TOKYO/PARIS: Nissan Motor and Renault agreed on Monday (Jan 30) to a sweeping revamp of their two-decade-old automaking alliance that will put them on equal footing and see the Japanese company invest in Renault's new electric vehicle business.
The announcement came after nearly four months of intense talks that sources told Reuters were complicated by concerns about the sharing of intellectual property as Renault sought to build a number of new tie-ups with companies outside their alliance.
Under the deal, which is still subject to board approvals, Renault will reduce its stake in Nissan to 15 per cent from around 43 per cent, transferring around 28 per cent of the Japanese automaker to a French trust, Renault said.
Crucially, that will make the companies more equal partners.
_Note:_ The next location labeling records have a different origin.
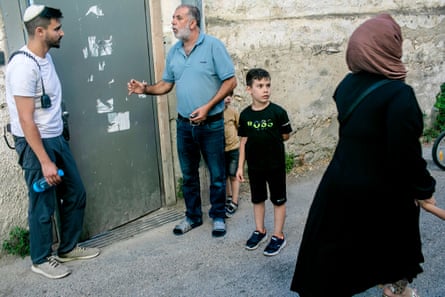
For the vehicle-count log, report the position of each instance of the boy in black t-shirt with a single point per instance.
(263, 126)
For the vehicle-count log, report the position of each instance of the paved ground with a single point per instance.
(157, 263)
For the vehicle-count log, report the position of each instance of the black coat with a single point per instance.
(363, 225)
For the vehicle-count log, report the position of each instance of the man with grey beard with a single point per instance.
(203, 72)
Their unequal relationship had long been a source of friction among Nissan executives. While Renault bailed out Nissan two decades ago, it is a far smaller automaker by sales.
Their alliance, which also includes junior partner, Mitsubishi Motors, was deeply strained by the ouster of its architect, former Chairman Carlos Ghosn, amid financial scandal.
The pair will now have a 15 per cent cross-shareholding that will allow Nissan to exercise its voting rights, which it was unable to do previously.
The cross-shareholding includes a lock-up that prevents shareholders from selling for a certain period, as well as a standstill obligation that limits how a shareholder can buy or sell a stock.
Renault plans to instruct the French trustee to sell the Nissan shares, worth around US$4.1 billion at current market values, if commercially reasonable for Renault, in a coordinated and orderly process, it said.
Since the two automakers announced they were in negotiations to restructure their alliance in early October, shares in Renault have gained almost 25 per cent, while Nissan shares, facing a potential stock overhang, are up just 3 per cent.
As part of the deal, Nissan and Renault have pledged to pool more resources into key projects in Latin America, India and Europe, involving markets, vehicles and technologies. Nissan also said it would invest in Renault's new battery-electric vehicle unit.
The future shape of the Franco-Japanese alliance has implications for both companies as well as the global auto industry. It also highlights how the immense technological upheaval in the auto industry is forcing companies to both partner and compete with a dizzying number of newcomers and tech firms.
Renault, for instance, has said it will partner with companies from China's Geely Automobile to semiconductor giant Qualcomm.
The French company is separately working to finalise a deal with Geely and to bring Saudi Arabian state oil producer Aramco in as an investor and partner to develop gasoline engines and hybrid technologies, Reuters has reported.